With that money, Alderwood United has not only helped fund the local feeding centre for the last two years, but also built a classroom to help the children of Mikinduri continue with their education.

Butt said since her first trip to Mikinduri in 2009, registration for the local school’s Class 8 (equivalent to Grade 8 in Canada) has grown from just one student to more than 70 – and that’s thanks, in large part, to the efforts of Alderwood United and other Mikinduri Children of Hope donors who helped fund the rebuilding of the school.

For Mitchell-Bailey, a Lanor JMS teacher who accompanied Butt on this year’s mission trip, seeing so many children so eager to learn despite their sometimes dire living situations was a sight to behold.

“I saw this one little boy with just a nub of a pencil attached with string to his shirt, like it was his most prized possession,” she said of the experience. “That was pretty special to see.”

But it was a chance encounter with 19-year-old Charity that really opened Mitchell-Bailey’s eyes to the harsh reality facing those living with challenges in Mikinduri.

Midway through their Feb. 12 to March 5 mission trip, Mitchell-Bailey asked if she could join Butt in the Mikinduri Children of Hope’s vision clinic after helping to run the dental clinic for nearly nine days, during which time she and her fellow volunteers oversaw more than 2,500 tooth extractions.

“It was really serendipitous. I just happened to work that one day in the vision clinic when she walked in. I met her, fell in love with her, and am now sponsoring her through a group called Chalice,” Mitchell-Bailey said of Charity, a 19-year-old with Down syndrome who she initially mistook for a 10 year old because she was “quite tiny.”

“Kids like Charity who are challenged are basically hidden away, so they don’t get to go to school – but now, though Chalice and the sponsorship, that’s changed for her. It’s so thrilling to me that she gets to go to school.”

Charity isn’t the only child from Mikinduri whose life has been brightened by an Alderwood United sponsorship, either. Marjorie Babcock sponsors a little boy named Kennedy, while Butt takes time each year to visit with her sponsor daughter Justa.

What Butt appreciates most about Mikinduri Children of Hope is that it’s not about handouts, but lending people a helping hand-up.

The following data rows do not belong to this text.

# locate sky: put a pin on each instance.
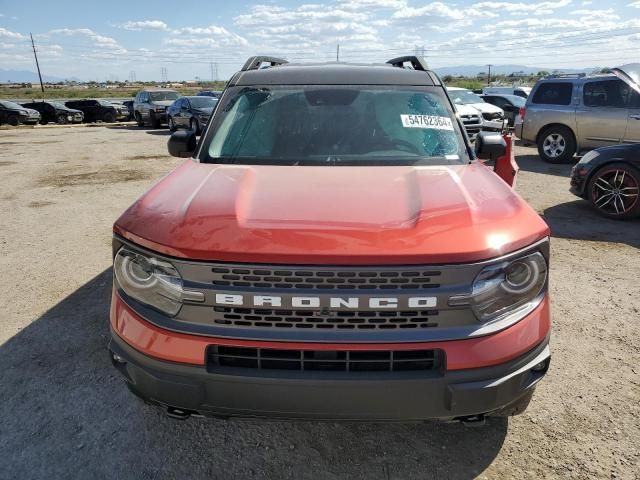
(117, 40)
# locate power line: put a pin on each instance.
(33, 45)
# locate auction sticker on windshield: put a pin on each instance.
(426, 121)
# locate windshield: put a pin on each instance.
(335, 125)
(160, 96)
(203, 102)
(464, 97)
(7, 104)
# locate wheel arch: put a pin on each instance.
(558, 124)
(604, 165)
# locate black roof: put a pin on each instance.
(334, 74)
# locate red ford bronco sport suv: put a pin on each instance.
(333, 249)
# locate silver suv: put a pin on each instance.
(151, 106)
(569, 114)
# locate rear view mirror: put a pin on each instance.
(490, 145)
(182, 143)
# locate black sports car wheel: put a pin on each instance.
(614, 191)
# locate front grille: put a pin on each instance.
(492, 116)
(323, 360)
(326, 278)
(471, 120)
(345, 320)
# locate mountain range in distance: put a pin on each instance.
(473, 70)
(26, 76)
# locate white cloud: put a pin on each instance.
(4, 33)
(99, 40)
(144, 25)
(520, 8)
(608, 14)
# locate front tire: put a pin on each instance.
(557, 145)
(614, 191)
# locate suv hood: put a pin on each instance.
(466, 109)
(630, 74)
(331, 215)
(162, 103)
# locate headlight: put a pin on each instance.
(505, 287)
(151, 281)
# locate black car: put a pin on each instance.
(210, 93)
(191, 112)
(55, 112)
(510, 104)
(99, 110)
(129, 105)
(609, 177)
(14, 114)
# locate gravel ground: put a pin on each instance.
(67, 414)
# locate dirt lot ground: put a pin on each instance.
(67, 414)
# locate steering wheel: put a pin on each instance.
(403, 143)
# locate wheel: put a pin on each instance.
(557, 145)
(614, 191)
(155, 121)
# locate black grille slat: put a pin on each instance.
(351, 361)
(340, 278)
(264, 318)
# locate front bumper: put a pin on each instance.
(579, 181)
(480, 376)
(374, 396)
(493, 125)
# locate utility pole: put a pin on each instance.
(37, 65)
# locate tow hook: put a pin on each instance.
(178, 413)
(473, 421)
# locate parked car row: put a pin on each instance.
(72, 111)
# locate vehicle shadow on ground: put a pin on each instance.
(533, 163)
(578, 220)
(65, 409)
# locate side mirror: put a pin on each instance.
(490, 145)
(182, 143)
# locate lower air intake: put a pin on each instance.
(323, 360)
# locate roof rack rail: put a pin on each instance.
(254, 63)
(418, 63)
(567, 75)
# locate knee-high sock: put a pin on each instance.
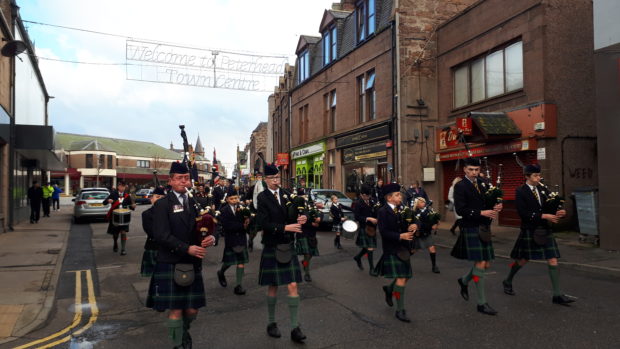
(271, 308)
(293, 307)
(240, 272)
(514, 268)
(555, 279)
(399, 294)
(478, 277)
(175, 331)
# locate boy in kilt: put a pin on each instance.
(149, 257)
(278, 265)
(535, 241)
(473, 243)
(365, 215)
(396, 237)
(174, 220)
(234, 225)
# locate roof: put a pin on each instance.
(75, 142)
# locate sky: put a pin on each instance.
(99, 100)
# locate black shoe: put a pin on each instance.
(508, 288)
(297, 336)
(388, 296)
(221, 278)
(486, 309)
(239, 290)
(358, 260)
(562, 300)
(272, 330)
(464, 290)
(402, 316)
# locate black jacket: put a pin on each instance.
(468, 203)
(272, 217)
(175, 231)
(232, 223)
(530, 211)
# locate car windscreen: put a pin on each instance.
(94, 195)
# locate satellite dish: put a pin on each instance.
(13, 47)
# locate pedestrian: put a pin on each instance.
(457, 218)
(424, 235)
(119, 198)
(396, 236)
(149, 257)
(177, 284)
(56, 197)
(48, 191)
(365, 211)
(536, 241)
(278, 265)
(474, 241)
(35, 197)
(234, 227)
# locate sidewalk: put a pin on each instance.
(30, 261)
(574, 254)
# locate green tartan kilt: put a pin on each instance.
(469, 246)
(149, 260)
(526, 248)
(302, 247)
(165, 294)
(232, 258)
(391, 267)
(365, 241)
(273, 273)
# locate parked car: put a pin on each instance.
(324, 196)
(89, 204)
(143, 196)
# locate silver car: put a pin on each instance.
(324, 196)
(89, 204)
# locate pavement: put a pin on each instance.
(31, 258)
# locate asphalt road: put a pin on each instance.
(342, 308)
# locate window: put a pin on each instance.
(497, 73)
(365, 16)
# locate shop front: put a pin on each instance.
(309, 164)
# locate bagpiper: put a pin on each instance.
(536, 241)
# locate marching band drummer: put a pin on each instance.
(119, 198)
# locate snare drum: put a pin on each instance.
(349, 227)
(121, 217)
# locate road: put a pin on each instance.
(342, 308)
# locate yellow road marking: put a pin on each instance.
(77, 318)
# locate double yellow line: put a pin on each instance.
(61, 336)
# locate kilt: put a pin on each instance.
(302, 246)
(149, 260)
(365, 241)
(272, 273)
(469, 246)
(165, 294)
(422, 243)
(526, 248)
(232, 258)
(391, 267)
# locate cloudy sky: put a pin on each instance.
(99, 100)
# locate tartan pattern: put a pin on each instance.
(272, 273)
(526, 248)
(149, 260)
(365, 241)
(302, 246)
(165, 294)
(469, 246)
(391, 267)
(232, 258)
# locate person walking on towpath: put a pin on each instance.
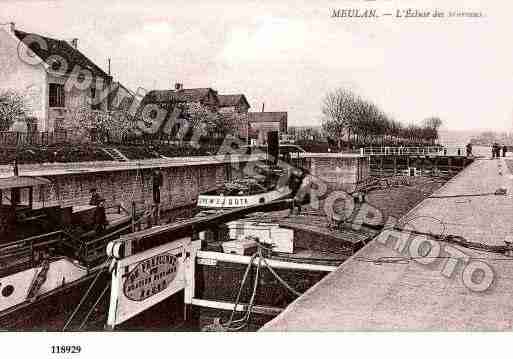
(469, 149)
(157, 182)
(100, 219)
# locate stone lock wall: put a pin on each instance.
(181, 186)
(340, 172)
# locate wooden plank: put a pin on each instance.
(233, 258)
(257, 309)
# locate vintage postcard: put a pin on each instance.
(241, 166)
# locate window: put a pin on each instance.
(57, 95)
(95, 104)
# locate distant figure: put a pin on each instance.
(497, 150)
(96, 199)
(100, 220)
(469, 149)
(15, 167)
(157, 182)
(495, 147)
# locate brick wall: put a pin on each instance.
(181, 186)
(340, 172)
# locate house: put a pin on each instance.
(55, 77)
(204, 96)
(233, 103)
(259, 123)
(159, 108)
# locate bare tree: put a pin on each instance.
(12, 107)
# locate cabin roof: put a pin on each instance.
(22, 181)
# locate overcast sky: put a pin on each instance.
(290, 54)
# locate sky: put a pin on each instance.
(289, 54)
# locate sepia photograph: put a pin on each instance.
(173, 168)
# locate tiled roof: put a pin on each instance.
(184, 95)
(231, 100)
(267, 116)
(62, 48)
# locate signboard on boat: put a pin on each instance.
(142, 280)
(220, 201)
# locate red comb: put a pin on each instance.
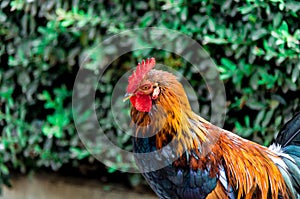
(141, 70)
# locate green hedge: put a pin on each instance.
(254, 43)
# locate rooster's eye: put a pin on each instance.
(145, 87)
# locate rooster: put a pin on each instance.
(210, 161)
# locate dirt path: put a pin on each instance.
(45, 186)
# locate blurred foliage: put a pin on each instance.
(42, 44)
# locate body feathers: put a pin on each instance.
(211, 162)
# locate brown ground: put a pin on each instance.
(45, 186)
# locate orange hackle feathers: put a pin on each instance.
(141, 70)
(249, 168)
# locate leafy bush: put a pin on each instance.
(254, 43)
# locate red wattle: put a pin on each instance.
(142, 103)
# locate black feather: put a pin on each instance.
(290, 132)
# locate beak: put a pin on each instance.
(127, 96)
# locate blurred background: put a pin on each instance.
(255, 45)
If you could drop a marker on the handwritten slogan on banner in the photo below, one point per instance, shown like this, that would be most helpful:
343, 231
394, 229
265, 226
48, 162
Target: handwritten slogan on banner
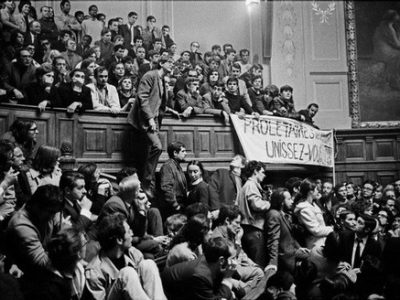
284, 141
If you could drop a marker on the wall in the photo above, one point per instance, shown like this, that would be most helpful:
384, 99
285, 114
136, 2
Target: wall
310, 55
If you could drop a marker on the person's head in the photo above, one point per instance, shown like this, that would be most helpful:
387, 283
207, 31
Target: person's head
312, 109
138, 41
157, 44
60, 64
46, 159
365, 225
308, 188
195, 170
25, 58
113, 25
45, 203
154, 56
194, 46
18, 159
256, 82
196, 230
279, 282
101, 75
24, 131
272, 90
79, 16
348, 220
286, 92
132, 17
17, 38
6, 155
235, 71
230, 54
230, 216
45, 74
166, 64
244, 56
368, 189
151, 21
177, 151
89, 65
216, 251
65, 6
140, 53
129, 188
45, 11
113, 232
165, 30
281, 200
256, 170
185, 56
341, 192
91, 175
93, 11
106, 35
65, 248
232, 84
78, 77
72, 185
71, 45
192, 85
327, 188
118, 70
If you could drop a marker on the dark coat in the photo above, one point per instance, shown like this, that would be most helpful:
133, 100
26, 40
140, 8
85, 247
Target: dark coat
150, 103
193, 280
281, 245
223, 187
371, 248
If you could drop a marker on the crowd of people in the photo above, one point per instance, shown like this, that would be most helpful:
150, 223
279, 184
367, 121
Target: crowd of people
90, 61
69, 234
193, 234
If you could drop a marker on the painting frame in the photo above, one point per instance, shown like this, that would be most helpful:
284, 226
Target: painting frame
353, 73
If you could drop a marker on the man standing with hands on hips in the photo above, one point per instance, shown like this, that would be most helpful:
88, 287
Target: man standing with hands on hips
146, 115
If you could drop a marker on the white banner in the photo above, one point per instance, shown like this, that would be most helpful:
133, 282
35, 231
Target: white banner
284, 141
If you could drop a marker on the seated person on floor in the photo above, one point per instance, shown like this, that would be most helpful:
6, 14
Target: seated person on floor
309, 114
120, 270
283, 105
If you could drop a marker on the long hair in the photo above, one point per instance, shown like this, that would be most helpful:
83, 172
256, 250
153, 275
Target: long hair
46, 159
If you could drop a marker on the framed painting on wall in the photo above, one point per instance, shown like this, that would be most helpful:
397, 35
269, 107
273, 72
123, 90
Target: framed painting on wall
373, 46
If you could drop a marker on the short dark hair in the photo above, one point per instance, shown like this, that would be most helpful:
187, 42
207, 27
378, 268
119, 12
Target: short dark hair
286, 88
175, 146
227, 211
109, 229
68, 179
216, 247
132, 13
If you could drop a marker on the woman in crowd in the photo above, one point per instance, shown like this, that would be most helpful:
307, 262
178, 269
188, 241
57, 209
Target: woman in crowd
89, 65
45, 168
212, 80
99, 190
24, 134
42, 93
117, 71
310, 215
126, 93
198, 190
186, 245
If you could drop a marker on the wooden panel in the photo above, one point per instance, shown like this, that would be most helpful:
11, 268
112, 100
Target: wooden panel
355, 150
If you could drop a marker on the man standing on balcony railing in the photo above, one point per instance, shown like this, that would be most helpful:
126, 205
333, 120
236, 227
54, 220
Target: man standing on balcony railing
146, 115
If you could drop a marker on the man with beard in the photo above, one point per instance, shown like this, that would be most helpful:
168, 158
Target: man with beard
76, 204
146, 116
173, 180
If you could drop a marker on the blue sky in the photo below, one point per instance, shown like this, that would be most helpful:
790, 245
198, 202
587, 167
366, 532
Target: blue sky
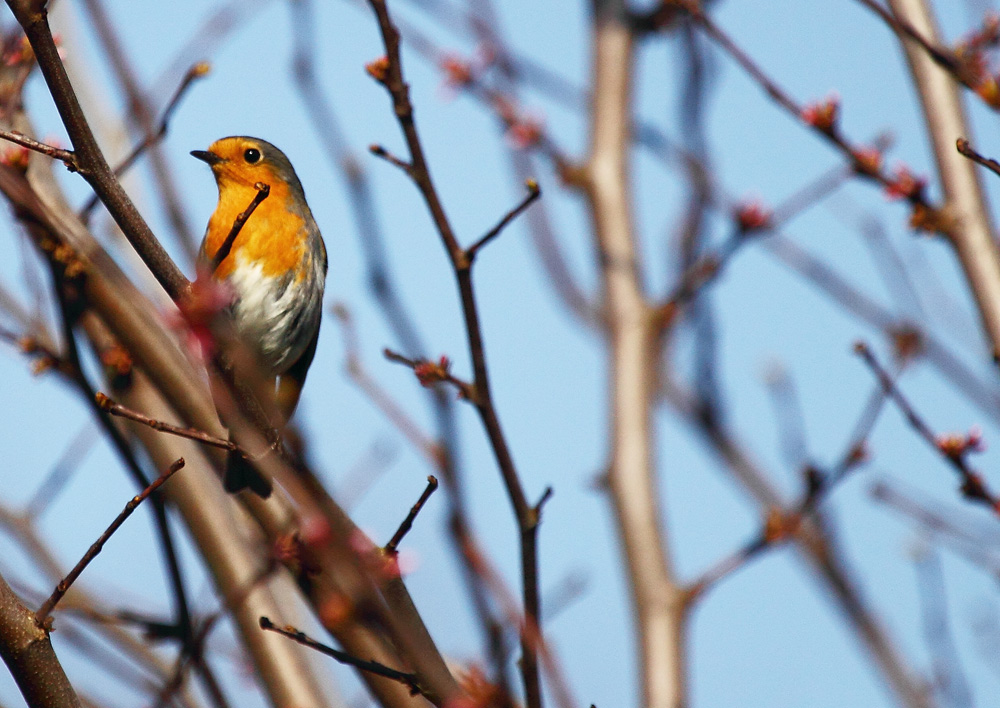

“It’s all about helping them help themselves,” she said, adding that everyone who receives medical, dental or vision care at Mikinduri’s annual nine-day clinic pays a token fee that amounts to about $1 Canadian – a charge implemented just three years ago after patients expressed a desire to contribute to the costs of their own care.

“Also on the medical side, Mikinduri helps people get insurance so their needs are covered. And with the agriculture projects and feeding centres, it’s the parents of the children benefitting that grow the crops for their kids to eat – and, in turn, they get to take some of seedlings home to grow for their own use.

“So it’s really all about them looking out for each other and creating a huge sense of community.”

And at the vision clinic, where Butt has spent the bulk of her time volunteering these past six years, the difference Mikinduri makes is clearly visible – literally.

“The first time you see someone who can now see, whereas they couldn’t when they walked in the door, it’s incredible,” she said. “The look on their faces, the smiles, the tears. I can’t even describe it. It’s just incredible.”

In addition to its annual medical missions – which served 6,350 people in 2013 – Mikinduri Children of Hope also runs several feeding projects; has overseen several water projects; has built a community centre; supports agricultural, food, shelter and medical projects in the local community; and provides education and training as part of all its initiatives.